Heraclitus and the physical (pt. 2)

1.) We have experience of dealing with things of the same description as the ship of Theseus, and they show us that artifacts have individuality by participation, that is, to the extent that they relate to an extrinsic agent or efficient cause.

2.) While physical things have substantial forms and so have a being for themselves that artifacts lack, they have the same lack of individuality that an artifact has.

3.) This lack of individuality is either from lacking it altogether, or because the individuality is always in flux.

4.) But natural things, just as artifacts, cannot lack individuality altogether, thus they have an individuality in constant flux.

5.) This constant flux arises because the individuality of the physical as such arises is defined by the totality of its accidents; esp. where it is, when it is, what position it is in, etc. In the animate, however, substantial form gives the entity a self-action to the individual (i.e. non-abstract) entity.
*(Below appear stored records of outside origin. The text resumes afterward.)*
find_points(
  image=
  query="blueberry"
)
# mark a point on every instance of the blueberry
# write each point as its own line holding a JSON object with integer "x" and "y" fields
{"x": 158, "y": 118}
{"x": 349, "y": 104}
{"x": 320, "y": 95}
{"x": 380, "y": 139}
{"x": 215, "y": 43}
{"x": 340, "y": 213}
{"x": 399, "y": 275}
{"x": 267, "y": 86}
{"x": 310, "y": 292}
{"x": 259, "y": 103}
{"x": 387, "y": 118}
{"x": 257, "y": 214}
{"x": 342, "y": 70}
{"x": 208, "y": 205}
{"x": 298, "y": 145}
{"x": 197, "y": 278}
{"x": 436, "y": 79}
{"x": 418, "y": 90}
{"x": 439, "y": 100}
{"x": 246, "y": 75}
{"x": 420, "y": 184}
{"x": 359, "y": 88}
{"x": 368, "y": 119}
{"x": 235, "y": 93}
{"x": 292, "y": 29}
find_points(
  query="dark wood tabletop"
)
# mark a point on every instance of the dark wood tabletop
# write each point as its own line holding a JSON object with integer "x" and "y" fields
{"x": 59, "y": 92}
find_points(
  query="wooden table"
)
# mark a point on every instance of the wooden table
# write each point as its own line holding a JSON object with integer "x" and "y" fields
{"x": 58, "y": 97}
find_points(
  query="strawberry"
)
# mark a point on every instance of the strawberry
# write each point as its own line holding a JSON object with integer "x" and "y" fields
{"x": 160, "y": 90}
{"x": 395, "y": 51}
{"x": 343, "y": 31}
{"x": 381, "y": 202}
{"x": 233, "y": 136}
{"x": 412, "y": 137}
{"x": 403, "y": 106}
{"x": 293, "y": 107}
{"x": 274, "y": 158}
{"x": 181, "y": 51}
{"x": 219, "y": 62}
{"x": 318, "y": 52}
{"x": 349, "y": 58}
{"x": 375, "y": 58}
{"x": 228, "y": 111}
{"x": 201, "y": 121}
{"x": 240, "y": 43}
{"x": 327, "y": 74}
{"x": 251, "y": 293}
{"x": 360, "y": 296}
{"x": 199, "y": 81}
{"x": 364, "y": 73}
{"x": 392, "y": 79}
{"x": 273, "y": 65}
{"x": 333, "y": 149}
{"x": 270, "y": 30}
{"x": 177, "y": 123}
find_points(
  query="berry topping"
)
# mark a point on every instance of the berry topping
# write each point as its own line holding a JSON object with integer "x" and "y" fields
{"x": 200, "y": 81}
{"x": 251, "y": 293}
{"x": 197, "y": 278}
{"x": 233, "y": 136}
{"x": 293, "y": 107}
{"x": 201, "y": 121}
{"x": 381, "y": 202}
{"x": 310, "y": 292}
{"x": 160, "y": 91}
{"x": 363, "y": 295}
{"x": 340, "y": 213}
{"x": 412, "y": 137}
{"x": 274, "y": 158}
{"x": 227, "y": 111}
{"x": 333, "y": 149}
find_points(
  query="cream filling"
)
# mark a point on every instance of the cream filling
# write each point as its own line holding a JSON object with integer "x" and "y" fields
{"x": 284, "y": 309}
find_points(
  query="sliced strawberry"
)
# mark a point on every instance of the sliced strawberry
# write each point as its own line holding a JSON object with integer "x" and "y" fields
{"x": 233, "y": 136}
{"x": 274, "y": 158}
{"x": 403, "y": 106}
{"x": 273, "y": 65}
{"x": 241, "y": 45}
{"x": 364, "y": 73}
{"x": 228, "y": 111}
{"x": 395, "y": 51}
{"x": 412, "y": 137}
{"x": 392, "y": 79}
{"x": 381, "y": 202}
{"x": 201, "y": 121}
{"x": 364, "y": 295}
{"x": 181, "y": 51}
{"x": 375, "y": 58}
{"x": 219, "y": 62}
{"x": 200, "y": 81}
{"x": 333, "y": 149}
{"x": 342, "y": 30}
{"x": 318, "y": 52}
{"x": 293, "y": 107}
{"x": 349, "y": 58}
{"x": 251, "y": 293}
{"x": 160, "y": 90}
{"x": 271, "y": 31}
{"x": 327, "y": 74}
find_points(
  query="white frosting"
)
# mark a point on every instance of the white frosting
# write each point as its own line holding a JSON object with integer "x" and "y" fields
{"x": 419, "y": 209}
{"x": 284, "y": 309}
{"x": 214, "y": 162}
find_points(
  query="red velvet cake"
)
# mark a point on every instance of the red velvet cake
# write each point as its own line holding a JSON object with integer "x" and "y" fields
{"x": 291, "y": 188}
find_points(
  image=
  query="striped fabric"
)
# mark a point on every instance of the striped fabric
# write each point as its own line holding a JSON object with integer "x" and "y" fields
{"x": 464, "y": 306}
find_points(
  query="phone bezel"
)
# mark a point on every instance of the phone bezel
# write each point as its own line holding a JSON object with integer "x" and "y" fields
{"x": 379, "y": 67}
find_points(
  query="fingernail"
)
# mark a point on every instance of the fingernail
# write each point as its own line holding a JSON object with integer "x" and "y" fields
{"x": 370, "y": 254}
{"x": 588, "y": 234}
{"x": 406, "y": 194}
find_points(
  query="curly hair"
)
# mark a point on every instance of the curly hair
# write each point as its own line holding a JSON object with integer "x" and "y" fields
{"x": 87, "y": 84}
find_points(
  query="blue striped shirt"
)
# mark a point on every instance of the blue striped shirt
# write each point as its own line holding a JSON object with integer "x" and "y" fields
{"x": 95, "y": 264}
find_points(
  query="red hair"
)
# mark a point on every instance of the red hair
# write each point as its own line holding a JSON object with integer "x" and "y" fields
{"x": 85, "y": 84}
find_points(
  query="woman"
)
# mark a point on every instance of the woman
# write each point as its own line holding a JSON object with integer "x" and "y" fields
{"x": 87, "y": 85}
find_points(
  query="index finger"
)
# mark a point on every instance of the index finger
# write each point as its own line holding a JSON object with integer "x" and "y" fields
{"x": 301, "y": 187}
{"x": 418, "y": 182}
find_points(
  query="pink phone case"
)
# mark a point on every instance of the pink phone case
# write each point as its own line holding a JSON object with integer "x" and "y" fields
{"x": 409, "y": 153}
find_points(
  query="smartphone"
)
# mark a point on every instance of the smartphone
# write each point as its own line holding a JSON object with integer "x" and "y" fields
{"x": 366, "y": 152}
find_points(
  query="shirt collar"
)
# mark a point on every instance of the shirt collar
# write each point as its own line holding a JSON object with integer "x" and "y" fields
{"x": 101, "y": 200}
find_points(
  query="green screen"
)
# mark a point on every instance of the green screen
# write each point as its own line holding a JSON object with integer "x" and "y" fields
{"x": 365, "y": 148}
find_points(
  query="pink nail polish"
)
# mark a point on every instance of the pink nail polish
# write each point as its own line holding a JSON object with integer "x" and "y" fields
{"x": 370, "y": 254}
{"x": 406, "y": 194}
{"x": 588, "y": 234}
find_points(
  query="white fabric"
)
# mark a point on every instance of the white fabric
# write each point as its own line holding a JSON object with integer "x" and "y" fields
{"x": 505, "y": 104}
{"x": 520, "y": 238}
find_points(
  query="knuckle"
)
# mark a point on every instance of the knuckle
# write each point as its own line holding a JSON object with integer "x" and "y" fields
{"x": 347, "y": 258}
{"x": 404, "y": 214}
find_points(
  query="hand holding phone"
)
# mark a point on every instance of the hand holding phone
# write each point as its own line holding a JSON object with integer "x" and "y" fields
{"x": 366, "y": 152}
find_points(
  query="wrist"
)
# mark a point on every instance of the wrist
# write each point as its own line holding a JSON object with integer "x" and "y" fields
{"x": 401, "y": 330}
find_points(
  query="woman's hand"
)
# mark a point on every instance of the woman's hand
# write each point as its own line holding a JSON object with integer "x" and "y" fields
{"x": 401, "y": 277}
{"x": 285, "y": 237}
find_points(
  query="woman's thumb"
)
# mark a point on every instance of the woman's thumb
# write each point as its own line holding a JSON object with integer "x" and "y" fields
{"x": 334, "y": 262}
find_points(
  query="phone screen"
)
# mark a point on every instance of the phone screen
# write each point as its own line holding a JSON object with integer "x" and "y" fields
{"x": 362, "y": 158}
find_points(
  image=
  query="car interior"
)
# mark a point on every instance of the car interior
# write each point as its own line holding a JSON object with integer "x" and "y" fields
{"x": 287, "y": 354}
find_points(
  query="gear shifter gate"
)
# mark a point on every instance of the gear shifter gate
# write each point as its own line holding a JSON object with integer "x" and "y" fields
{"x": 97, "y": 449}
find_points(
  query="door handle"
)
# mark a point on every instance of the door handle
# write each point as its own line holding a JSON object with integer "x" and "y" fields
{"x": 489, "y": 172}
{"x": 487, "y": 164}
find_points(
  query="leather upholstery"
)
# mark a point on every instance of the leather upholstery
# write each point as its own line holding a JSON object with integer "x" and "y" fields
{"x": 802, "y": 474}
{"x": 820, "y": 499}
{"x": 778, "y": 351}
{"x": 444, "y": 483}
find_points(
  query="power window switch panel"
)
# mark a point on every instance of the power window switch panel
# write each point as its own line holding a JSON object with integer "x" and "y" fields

6.) Self-activity is thus divided from the physical. You (who remain the same) cannot step in the same river twice. By way of opposition, you can speak to the same person or pray to the same God twice.

7.) Leibniz’ indiscernibility axiom shows that there is a more and less in what counts as the same individual. At the defining limit of this, the individual must not be measured by categories like when it is, where it is, what position it is in, what acts upon it, etc.